Image: an overhead view of a house under construction
Photo by Avel Chuklanov on Unsplash

Today’s post is by writer and book coach Monica Cox.


There is something invigorating about typing the words THE END on a rough draft. The story has unspooled from your fingers for weeks, months, maybe even years and, finally, you have reached the resolution.

You may feel relief, excitement, or even a renewed dedication to the story. You may even be motivated to dive right into revisions so you can share it with the world as soon as possible.

But rushing to edit can be the biggest mistake a writer makes.

Returning to page one with red pen in hand inevitably leads to reading on the line level. You start fiddling with individual words, phrases, and paragraphs. You are line editing when you haven’t even finished your first read-through. It keeps you focused on the trees and not the forest of your story where the big structural issues tend to hide. These structural issues are the problems in your manuscript you need to address first. No writer wants to realize a paragraph they spent an entire afternoon dissecting and making stellar needs to be deleted, along with the rest of the chapter that doesn’t fit the story anymore once you fixed a plot hole.

Killing your darlings is hard enough, so don’t make it worse by dressing them up for the red carpet first.

To revise most effectively

Step back and take in the 30,000-foot view. See the forest from up high where it’s much easier to spot obstacles, trails, and dreaded dead ends.

To gain some distance, it helps to put it away for a bit after you type THE END. If you can afford to give yourself several weeks off from your story, do it. Use that time to celebrate this beautiful thing you’ve done–you wrote an entire book! Do you know how many people say they want to write a book and don’t ever start, not to mention finish? (Spoiler alert: a lot!)

After you’ve given yourself some time to enjoy the champagne or chocolate, go for a walk, take a nap, or reintroduce yourself to the friends and family you’ve been ignoring while you spent hours on this draft, come back to the manuscript for a full read-through.

But DO NOT sit back down at your computer. Instead:

  • Change the font of your manuscript. Make the writing look physically different from how you drafted it.
  • Read on another device than the one you created it on. Send your manuscript to your e-reader or a tablet. You can even print it out, but only if you promise not to write on it (yet).
  • Read your manuscript where you’d read a book you didn’t write. Wrote at a desk? Read on the sofa.

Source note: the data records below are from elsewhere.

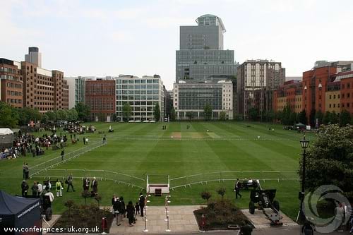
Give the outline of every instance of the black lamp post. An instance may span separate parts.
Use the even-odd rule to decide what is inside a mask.
[[[299,193],[299,198],[300,198],[300,214],[299,214],[299,219],[301,219],[301,222],[304,222],[306,220],[305,218],[305,213],[303,210],[303,204],[304,204],[304,197],[305,197],[305,165],[306,165],[306,149],[309,147],[309,141],[306,140],[305,139],[305,135],[303,138],[303,140],[300,140],[300,145],[301,146],[301,148],[303,149],[303,173],[302,173],[302,177],[301,177],[301,192]]]

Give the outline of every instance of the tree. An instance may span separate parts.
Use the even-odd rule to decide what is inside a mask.
[[[175,113],[175,109],[173,107],[170,111],[170,121],[175,121],[176,119],[176,114]]]
[[[220,196],[222,197],[222,201],[224,201],[225,194],[225,188],[221,187],[221,188],[218,188],[218,190],[217,191],[217,193],[219,195],[220,195]]]
[[[123,117],[124,119],[128,121],[130,119],[130,116],[132,114],[132,108],[130,106],[130,104],[128,102],[125,102],[123,106]]]
[[[343,110],[340,115],[340,126],[347,126],[351,122],[351,114],[346,109]]]
[[[193,118],[193,112],[186,112],[186,116],[191,120]]]
[[[212,119],[212,107],[209,104],[206,104],[203,107],[205,112],[205,119],[210,120]]]
[[[258,119],[258,111],[254,107],[249,109],[249,118],[251,121],[256,121]]]
[[[83,102],[79,102],[76,104],[76,106],[75,106],[75,109],[76,109],[78,120],[84,121],[88,120],[88,117],[90,114],[90,109],[88,105],[83,104]]]
[[[220,120],[225,121],[227,119],[227,114],[225,111],[220,112]]]
[[[311,191],[322,185],[335,185],[353,195],[353,128],[328,125],[309,149],[306,164],[306,187]],[[301,174],[300,162],[299,175]]]
[[[160,120],[160,109],[158,103],[155,104],[153,109],[153,114],[155,115],[155,121],[158,121]]]
[[[207,204],[208,204],[208,200],[212,197],[212,194],[208,191],[203,191],[201,193],[201,198],[203,200],[207,200]]]
[[[0,127],[14,128],[18,121],[17,112],[13,107],[0,102]]]
[[[323,123],[325,125],[329,124],[331,121],[330,119],[331,119],[331,112],[330,111],[326,111],[323,118]]]
[[[299,114],[298,114],[298,121],[301,123],[302,124],[306,125],[306,112],[305,109],[303,109]]]

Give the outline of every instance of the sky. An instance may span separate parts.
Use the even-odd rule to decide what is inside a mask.
[[[317,60],[353,60],[352,12],[352,0],[1,0],[0,57],[38,47],[42,67],[65,76],[159,74],[169,90],[179,26],[210,13],[237,62],[272,59],[301,76]]]

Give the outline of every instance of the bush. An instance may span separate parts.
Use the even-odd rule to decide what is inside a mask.
[[[227,229],[229,224],[243,226],[249,223],[241,211],[229,200],[211,202],[206,207],[193,212],[199,224],[202,215],[205,215],[206,229]]]
[[[208,204],[208,200],[212,196],[211,193],[208,191],[203,191],[201,193],[201,198],[205,200],[207,200],[207,203]]]
[[[113,215],[109,210],[100,210],[97,205],[85,206],[73,204],[71,210],[71,215],[68,211],[64,212],[53,228],[92,228],[97,226],[100,230],[102,217],[107,217],[108,228],[113,220]]]
[[[225,199],[225,188],[221,187],[221,188],[218,188],[218,190],[217,191],[217,193],[218,193],[219,195],[221,195],[222,201],[223,201]]]

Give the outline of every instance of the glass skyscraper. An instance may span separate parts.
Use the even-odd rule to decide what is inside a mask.
[[[237,74],[234,52],[223,49],[225,28],[220,18],[203,15],[196,21],[198,25],[180,27],[173,106],[178,119],[203,119],[204,107],[209,104],[213,119],[225,112],[232,119],[233,83],[229,78]],[[190,112],[193,115],[186,115]]]

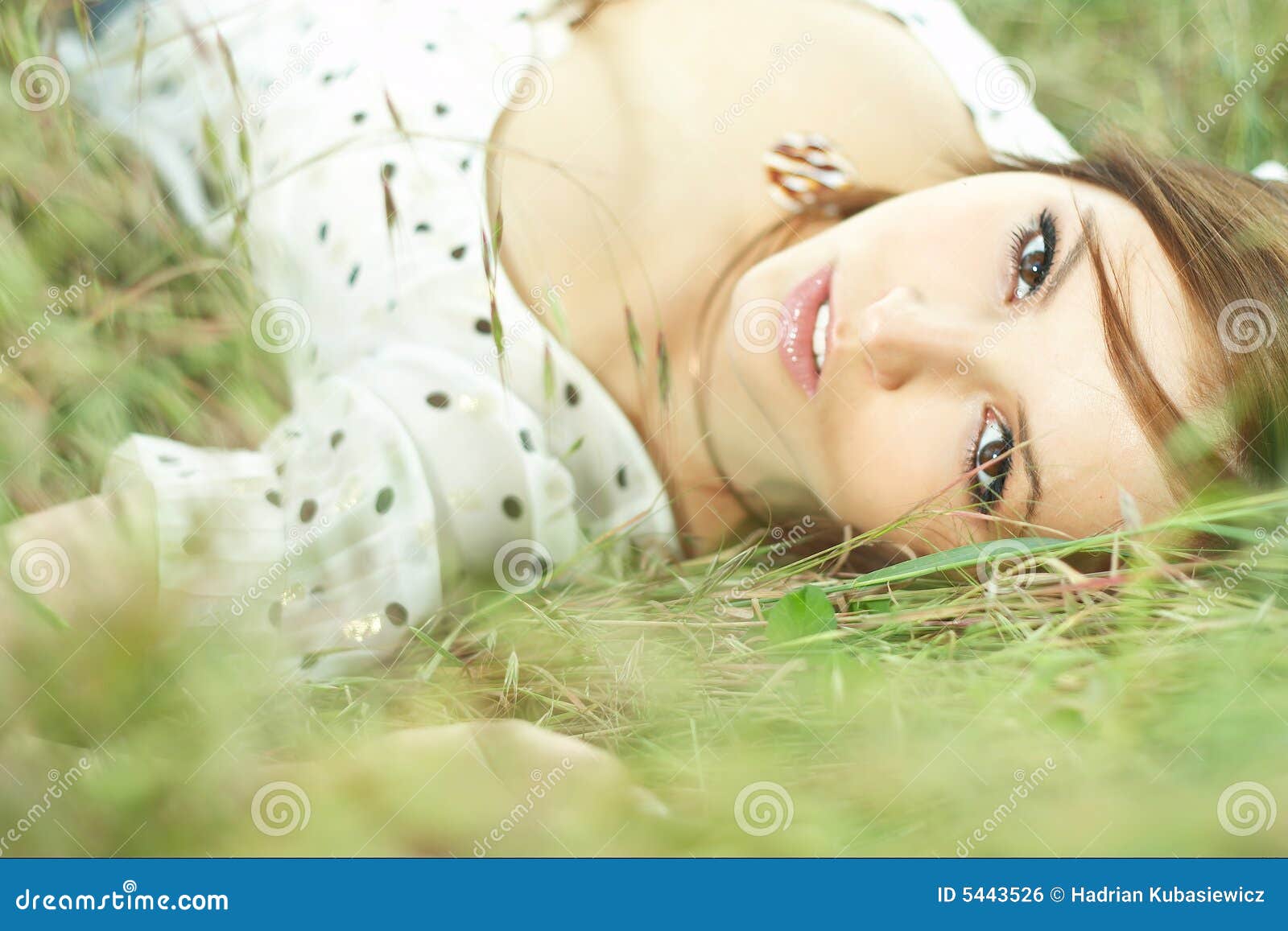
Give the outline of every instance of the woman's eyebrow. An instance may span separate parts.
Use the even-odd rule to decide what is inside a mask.
[[[1046,301],[1055,299],[1055,294],[1060,290],[1060,286],[1066,278],[1073,277],[1073,273],[1078,270],[1078,265],[1087,258],[1087,227],[1095,228],[1096,214],[1091,209],[1087,209],[1086,211],[1081,211],[1078,216],[1082,220],[1078,238],[1074,240],[1069,254],[1060,261],[1051,276],[1051,281],[1047,285]]]
[[[1023,398],[1018,398],[1015,402],[1015,417],[1019,428],[1019,451],[1024,462],[1024,475],[1029,480],[1029,497],[1024,505],[1024,523],[1032,524],[1033,515],[1042,501],[1042,470],[1038,467],[1038,456],[1033,449],[1033,442],[1029,437],[1029,417],[1024,408]]]

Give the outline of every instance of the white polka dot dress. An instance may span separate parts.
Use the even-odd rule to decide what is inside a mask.
[[[211,166],[232,176],[269,299],[254,336],[292,376],[259,451],[113,456],[106,489],[155,500],[164,609],[276,628],[287,666],[327,676],[611,532],[670,545],[639,437],[504,274],[492,317],[482,143],[568,41],[573,10],[545,5],[179,0],[108,23],[77,93],[214,241],[234,211]]]

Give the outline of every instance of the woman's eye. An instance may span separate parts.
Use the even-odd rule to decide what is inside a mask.
[[[984,415],[984,426],[975,440],[975,455],[971,469],[975,478],[971,480],[970,493],[975,501],[985,510],[992,509],[1006,489],[1006,476],[1011,471],[1011,456],[1007,453],[1015,448],[1011,431],[1006,424],[997,418],[993,411]]]
[[[1038,218],[1037,230],[1015,234],[1015,300],[1037,294],[1051,274],[1055,261],[1055,220],[1046,211]]]

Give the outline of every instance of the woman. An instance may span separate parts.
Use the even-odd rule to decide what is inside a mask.
[[[176,1],[140,73],[108,23],[77,89],[245,242],[295,412],[254,452],[131,439],[8,528],[19,588],[330,675],[609,538],[817,514],[918,554],[1275,469],[1280,185],[1066,162],[949,3],[595,6]],[[66,585],[24,585],[50,551]]]

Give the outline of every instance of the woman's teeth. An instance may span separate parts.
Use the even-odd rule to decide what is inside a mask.
[[[814,318],[814,371],[823,373],[823,361],[827,358],[827,323],[832,319],[832,303],[823,301]]]

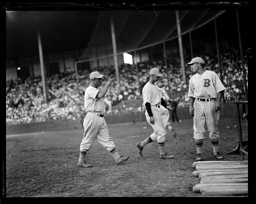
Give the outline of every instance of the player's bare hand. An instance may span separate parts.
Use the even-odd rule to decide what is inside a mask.
[[[155,119],[154,118],[154,116],[152,116],[151,117],[149,117],[149,121],[150,123],[151,124],[155,124]]]
[[[109,86],[111,85],[111,84],[112,84],[112,83],[114,83],[114,80],[111,78],[110,78],[108,80],[108,82],[107,82],[107,85]]]
[[[189,113],[192,117],[194,117],[194,108],[193,107],[189,107]]]
[[[83,125],[84,124],[84,119],[81,120],[80,120],[80,124],[82,124]]]
[[[167,109],[167,110],[169,111],[169,112],[170,113],[172,113],[172,107],[168,106],[166,106],[166,108]]]

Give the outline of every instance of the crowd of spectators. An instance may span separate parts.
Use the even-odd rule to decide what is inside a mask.
[[[220,56],[220,61],[222,79],[226,89],[224,94],[226,102],[244,100],[243,68],[239,53],[230,49],[223,53]],[[206,69],[214,71],[220,77],[217,54],[202,53],[197,56],[205,61]],[[190,62],[191,59],[190,57],[185,57],[185,62]],[[247,81],[246,62],[245,56],[244,65]],[[158,86],[165,89],[167,93],[169,92],[170,87],[172,97],[180,98],[178,108],[188,106],[189,100],[187,96],[188,85],[193,74],[192,70],[189,66],[185,66],[187,81],[184,81],[179,58],[172,56],[167,62],[167,74],[164,60],[140,62],[137,66],[126,64],[120,65],[119,68],[119,88],[116,83],[116,85],[111,85],[104,98],[106,113],[115,115],[120,112],[144,111],[141,103],[141,91],[148,81],[149,71],[153,67],[158,68],[164,75],[157,83]],[[104,74],[106,78],[112,78],[116,82],[113,66],[80,71],[78,79],[74,72],[56,74],[45,79],[46,102],[44,100],[41,77],[7,81],[6,124],[61,119],[75,120],[84,117],[84,91],[90,85],[91,72],[96,70]],[[106,82],[106,80],[103,81],[102,86]]]

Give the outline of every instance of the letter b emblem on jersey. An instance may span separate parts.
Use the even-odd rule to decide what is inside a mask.
[[[204,79],[204,87],[208,87],[210,85],[210,82],[211,80],[208,79]]]

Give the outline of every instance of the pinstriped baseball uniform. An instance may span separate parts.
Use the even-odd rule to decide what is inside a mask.
[[[150,137],[153,141],[156,140],[158,142],[163,142],[165,141],[167,132],[163,121],[161,110],[160,108],[156,107],[156,106],[160,106],[162,95],[158,86],[155,83],[154,84],[148,82],[143,87],[142,90],[143,104],[146,107],[146,103],[150,104],[155,119],[155,123],[150,123],[149,116],[146,110],[145,115],[147,121],[154,130],[154,133],[150,135]]]
[[[100,91],[89,86],[84,93],[84,108],[86,113],[84,120],[84,137],[80,145],[80,151],[86,152],[96,139],[108,151],[115,148],[113,139],[109,134],[105,119],[100,114],[105,112],[102,98],[96,98]]]
[[[165,103],[167,104],[168,101],[169,101],[169,100],[170,100],[169,97],[166,94],[164,89],[159,88],[159,90],[162,94],[163,98],[164,98],[164,100]],[[169,119],[170,117],[170,112],[169,111],[162,105],[160,106],[160,109],[162,113],[163,121],[164,122],[164,127],[166,128],[168,125],[171,125],[171,124],[169,122]]]
[[[218,75],[214,72],[206,70],[201,75],[196,73],[189,80],[188,96],[195,98],[194,108],[194,137],[202,139],[205,132],[204,125],[206,121],[209,137],[219,137],[217,125],[220,111],[215,112],[217,93],[225,90]],[[212,99],[209,101],[201,101],[200,98]]]

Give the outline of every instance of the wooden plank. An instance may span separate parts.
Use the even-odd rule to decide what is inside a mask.
[[[248,178],[248,174],[244,175],[222,175],[221,176],[210,176],[203,177],[200,178],[200,180],[214,180],[225,178]]]
[[[230,193],[244,192],[245,194],[248,194],[248,186],[204,186],[200,188],[200,192],[214,191],[222,193],[228,191]]]
[[[211,187],[215,186],[219,187],[220,186],[248,186],[248,183],[227,183],[221,184],[198,184],[193,186],[193,191],[195,193],[200,192],[200,189],[202,187],[204,186]]]
[[[192,164],[192,167],[193,168],[195,168],[196,165],[198,164],[248,164],[248,161],[200,161],[199,162],[193,162]]]
[[[227,178],[215,179],[214,180],[201,180],[200,183],[221,184],[228,183],[248,183],[248,178]]]
[[[198,176],[202,173],[209,173],[211,172],[217,172],[218,171],[222,171],[222,172],[225,171],[236,171],[237,172],[242,172],[244,171],[244,170],[241,170],[239,169],[232,169],[232,170],[229,169],[222,170],[207,170],[204,171],[193,171],[193,175],[196,177],[198,177]],[[248,171],[247,169],[245,171]]]
[[[198,171],[204,171],[205,170],[224,170],[225,169],[248,169],[248,167],[247,166],[240,166],[240,167],[205,167],[204,166],[196,166],[196,169]]]
[[[198,176],[198,178],[201,178],[205,176],[216,176],[220,175],[248,175],[248,171],[215,171],[209,172],[208,173],[202,173]]]

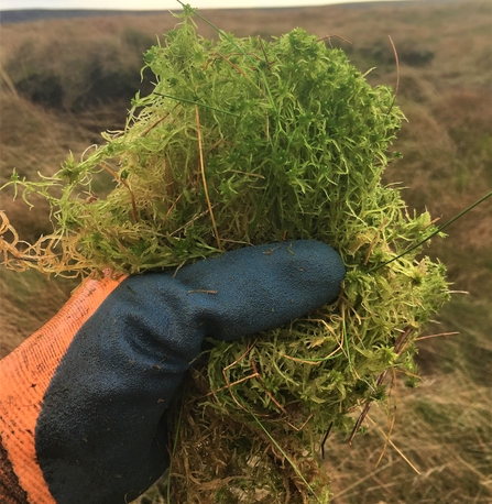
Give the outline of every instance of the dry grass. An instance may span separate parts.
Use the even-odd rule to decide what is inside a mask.
[[[409,209],[427,207],[434,216],[442,216],[442,221],[490,190],[492,12],[489,2],[411,3],[370,10],[327,7],[278,12],[205,11],[204,14],[237,35],[275,35],[296,25],[320,36],[339,34],[352,45],[336,37],[332,44],[342,45],[360,69],[378,66],[370,75],[372,83],[395,81],[390,33],[401,56],[405,54],[400,105],[409,122],[397,145],[404,158],[387,172],[387,182],[401,182],[408,187],[404,195]],[[124,118],[121,106],[102,112],[92,108],[81,116],[70,111],[77,97],[91,102],[87,96],[92,91],[84,87],[90,73],[84,74],[86,67],[80,62],[88,55],[94,63],[94,54],[98,54],[103,75],[111,72],[124,75],[125,62],[133,69],[140,67],[139,51],[129,53],[129,30],[133,35],[140,34],[136,40],[150,40],[172,25],[174,20],[163,14],[2,26],[0,62],[9,70],[11,83],[9,88],[2,81],[0,96],[2,179],[13,166],[25,174],[37,169],[53,173],[69,149],[78,155],[96,141],[98,131],[120,127]],[[203,33],[212,35],[206,28]],[[34,44],[36,56],[28,63],[37,59],[41,69],[48,68],[58,84],[65,86],[64,99],[55,109],[46,110],[12,95],[25,74],[13,72],[11,62],[21,57],[26,44]],[[53,51],[57,58],[47,57]],[[428,53],[433,57],[425,63],[425,55],[430,57]],[[69,75],[77,73],[78,76]],[[96,97],[92,102],[97,100]],[[25,207],[12,205],[7,198],[1,206],[7,207],[17,219],[15,226],[23,228],[28,238],[45,230],[47,216],[42,211],[28,212]],[[353,448],[335,437],[328,440],[326,468],[335,504],[491,502],[491,230],[489,201],[450,227],[446,241],[434,241],[430,251],[449,265],[453,288],[469,291],[470,295],[456,295],[442,311],[441,324],[430,331],[460,335],[420,342],[424,381],[416,391],[396,386],[393,426],[385,412],[374,406],[370,417],[376,424],[367,421],[368,434],[357,438]],[[69,284],[24,275],[2,273],[0,278],[0,354],[10,351],[46,320],[70,289]],[[392,418],[393,412],[389,413]],[[400,452],[389,445],[378,465],[385,446],[380,428],[391,431],[391,440]],[[158,501],[142,498],[142,502]]]

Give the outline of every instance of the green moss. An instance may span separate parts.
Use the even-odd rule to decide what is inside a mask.
[[[33,261],[10,265],[138,274],[283,239],[331,244],[348,271],[338,302],[258,339],[211,341],[182,420],[170,415],[174,471],[194,475],[173,479],[183,501],[242,481],[248,498],[263,486],[324,502],[314,453],[325,432],[349,431],[357,405],[385,401],[385,370],[415,373],[413,341],[449,297],[442,264],[422,248],[398,256],[436,228],[381,183],[404,119],[390,87],[300,29],[212,42],[186,12],[145,53],[155,89],[134,98],[123,131],[54,177],[13,182],[48,198],[64,254],[46,261],[42,241]],[[101,172],[114,177],[107,195]]]

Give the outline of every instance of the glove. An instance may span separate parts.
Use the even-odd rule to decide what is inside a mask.
[[[204,338],[289,322],[334,300],[343,276],[329,245],[295,241],[87,280],[0,361],[0,502],[136,498],[168,465],[165,410]]]

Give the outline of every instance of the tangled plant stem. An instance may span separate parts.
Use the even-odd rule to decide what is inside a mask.
[[[327,430],[354,435],[351,413],[386,401],[389,370],[415,384],[415,340],[449,298],[445,266],[419,254],[444,227],[381,183],[404,120],[390,87],[300,29],[204,40],[184,8],[144,55],[155,89],[135,96],[123,131],[53,177],[13,175],[26,201],[47,198],[54,233],[23,244],[3,215],[3,263],[139,274],[244,245],[331,244],[348,272],[337,303],[254,341],[209,341],[168,415],[176,500],[327,502]],[[92,187],[101,171],[106,197]]]

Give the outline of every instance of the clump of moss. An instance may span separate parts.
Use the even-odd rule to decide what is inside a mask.
[[[357,430],[351,414],[385,401],[387,370],[415,380],[415,338],[448,299],[444,265],[413,249],[436,228],[381,183],[404,119],[390,87],[300,29],[214,42],[193,15],[145,53],[155,88],[123,131],[53,177],[14,175],[25,198],[48,199],[55,230],[0,246],[11,267],[138,274],[272,241],[331,244],[348,271],[337,303],[210,341],[170,414],[173,502],[325,502],[325,432]],[[114,178],[106,197],[101,172]]]

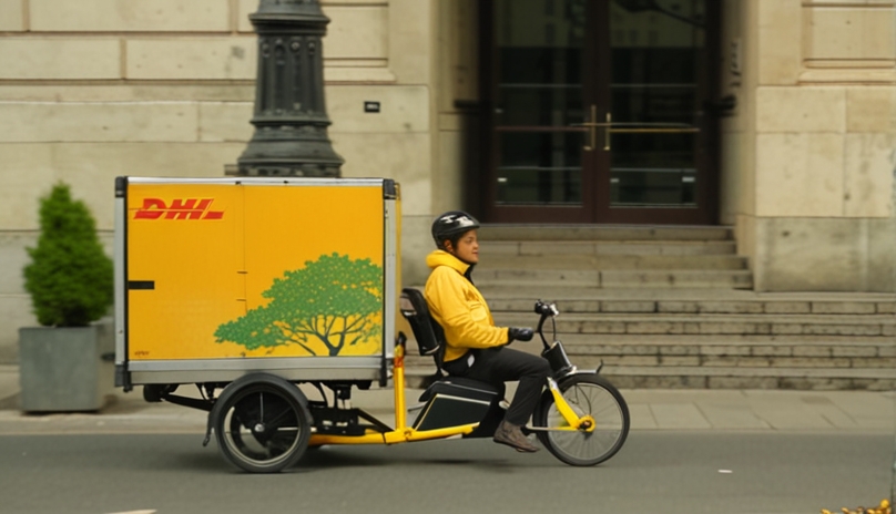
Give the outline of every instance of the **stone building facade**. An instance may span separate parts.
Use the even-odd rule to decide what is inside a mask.
[[[709,198],[700,223],[735,227],[756,290],[896,291],[896,2],[706,1],[660,0],[648,12],[638,1],[527,0],[529,13],[513,18],[501,0],[322,0],[329,135],[344,176],[401,184],[405,281],[425,277],[429,223],[442,210],[537,216],[531,202],[530,214],[502,214],[496,187],[507,177],[496,186],[489,168],[495,55],[516,44],[501,34],[543,32],[552,42],[542,45],[559,48],[567,30],[590,55],[589,44],[611,52],[625,38],[662,45],[663,27],[682,22],[705,32],[691,39],[706,64],[702,105],[721,105],[699,128],[712,154],[698,179]],[[14,358],[16,329],[33,323],[21,268],[38,198],[55,181],[86,201],[111,243],[115,176],[220,177],[235,164],[252,136],[257,6],[0,0],[0,361]],[[608,23],[618,38],[598,40]],[[612,89],[593,62],[588,84]],[[378,113],[365,112],[369,101]],[[577,185],[588,183],[566,183]],[[651,216],[632,223],[675,222]]]

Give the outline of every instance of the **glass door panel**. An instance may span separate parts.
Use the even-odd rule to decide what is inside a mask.
[[[486,6],[487,219],[713,217],[703,105],[714,41],[707,19],[717,13],[706,13],[706,0]]]
[[[584,6],[496,0],[497,206],[582,207]]]
[[[611,207],[696,207],[704,0],[610,3]]]

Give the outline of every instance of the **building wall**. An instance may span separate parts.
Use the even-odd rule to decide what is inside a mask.
[[[329,135],[344,176],[403,191],[403,269],[425,274],[439,162],[428,0],[323,0]],[[258,0],[0,0],[0,361],[34,325],[38,198],[72,185],[110,245],[113,178],[224,175],[252,136]],[[381,112],[365,114],[365,101]]]
[[[894,291],[896,6],[725,4],[722,220],[760,291]],[[729,55],[731,59],[731,55]]]

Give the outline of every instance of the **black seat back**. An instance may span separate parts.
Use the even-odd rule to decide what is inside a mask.
[[[441,354],[445,351],[445,331],[441,326],[429,315],[429,307],[426,305],[424,294],[418,289],[406,287],[401,289],[401,297],[398,301],[401,316],[410,323],[414,331],[414,339],[420,349],[421,356],[432,356],[436,367],[441,370]]]

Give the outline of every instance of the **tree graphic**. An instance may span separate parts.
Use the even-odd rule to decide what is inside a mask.
[[[216,342],[248,350],[298,345],[313,356],[323,343],[337,356],[380,330],[383,270],[370,259],[323,255],[274,279],[262,296],[272,301],[220,326]]]

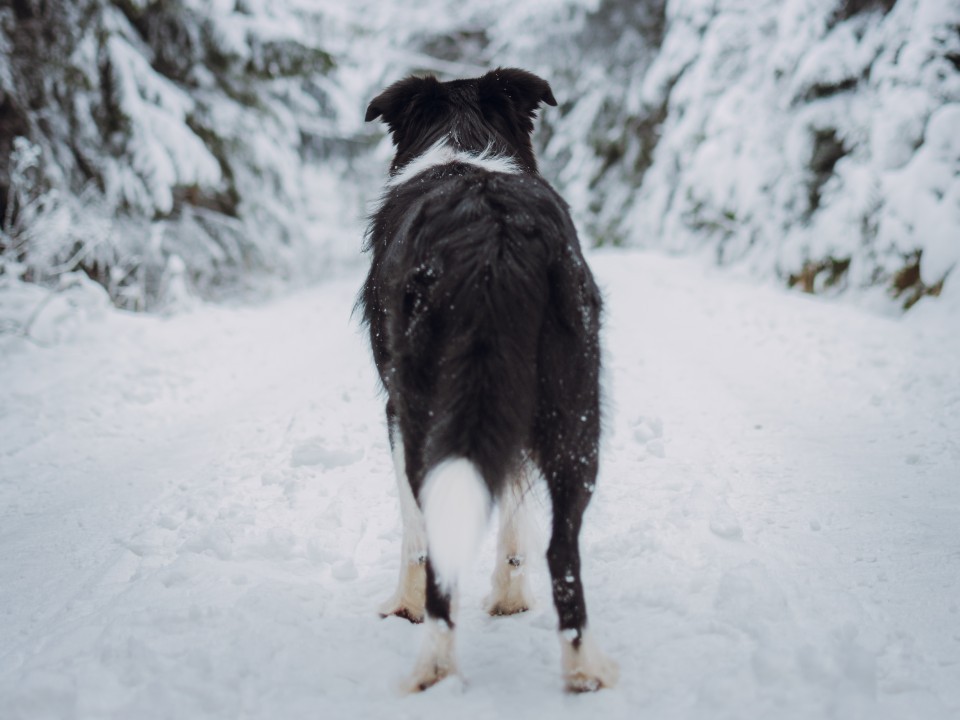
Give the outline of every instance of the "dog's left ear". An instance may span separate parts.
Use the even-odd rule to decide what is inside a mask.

These changes may seem superficial, but they help transition you from writer to reader. Adopting a reader’s mindset will allow you to see what is missing in a way the writer’s mindset (the god of the story who knows all the things) will not.

The key rule during this first read-through?

DO NOT MAKE EDITS! Remember, you are reading as a reader, not a writer. Read with a legal pad or notebook next to you so you can jot down only notes with page or chapter numbers where you notice problems. 

The problems you should be looking out for? Not word choice or paragraph order. Look for:

  • Point of view: What point of view is your story? Is it consistent throughout? Write down the page number of any place where you’ve inadvertently hopped into another character’s head.
  • Character: Are your character’s wants and needs clear at the start of the story? Does the reader know what’s at stake if they don’t get what they want? Note any place where a character’s action or motivation doesn’t make sense. This might look like: “Why did she decide to make that phone call on page 27?”
  • Obstacles: Are readers clear what is standing in the character’s way?
  • Agency: Is your character making decisions? Do those decisions have consequences? Conversely, are things just happening TO your character?
  • Trajectory: Look at transitions between chapters. Is there an action or decision driving your story forward into the next chapter? If not, make a note of the chapter or page.
  • Pacing: Jot down where you lose interest, find yourself skimming, or are flat out bored. Yes, you are super familiar with your story, but if you’re glossing over it, chances are a reader will, too.

After this initial read-through, you should have notes indicating where your story went a little sideways, or the character spent three chapters simply reacting and not acting, or you noticed a little head hopping. Look for patterns and group your issues together by category.

Only once you’ve established your big-picture issues will you begin to revise. Pick a category and work your way through your manuscript fixing that issue before moving on to the next category. If weak story trajectory was a major issue in your rough draft, shore that up first in all the places it was a problem. Then move on to character motivation. Then work through point of view, etc.

Starting on page one attempting to fix all the big picture issues chapter by chapter will only put your brain back into a linear mindset. Don’t fall into the trap! Inevitably it will lead to you reading page by page making line edits and changes that aren’t necessary yet. Focus on those big picture issues one at a time.

Just like a home inspector needs to check the frame, plumbing, and wiring before the contractor walls them in, make sure your story structure is strong and set up for success before you dress up the writing. The style of sink or pendant light doesn’t make a bit of difference if the plumber didn’t put a pipe in the bathroom or the framers didn’t include the beams that will hold up the roof.

Fix your roof, plumbing and electrical first. Then add the walls—those emotional layers, descriptions, checking for realistic dialogue. Only then will it be time to paint and pick your fixtures, i.e., line edit. That’s your final polish and, trust me, it will be oh so much shinier with all the big things in their proper place first.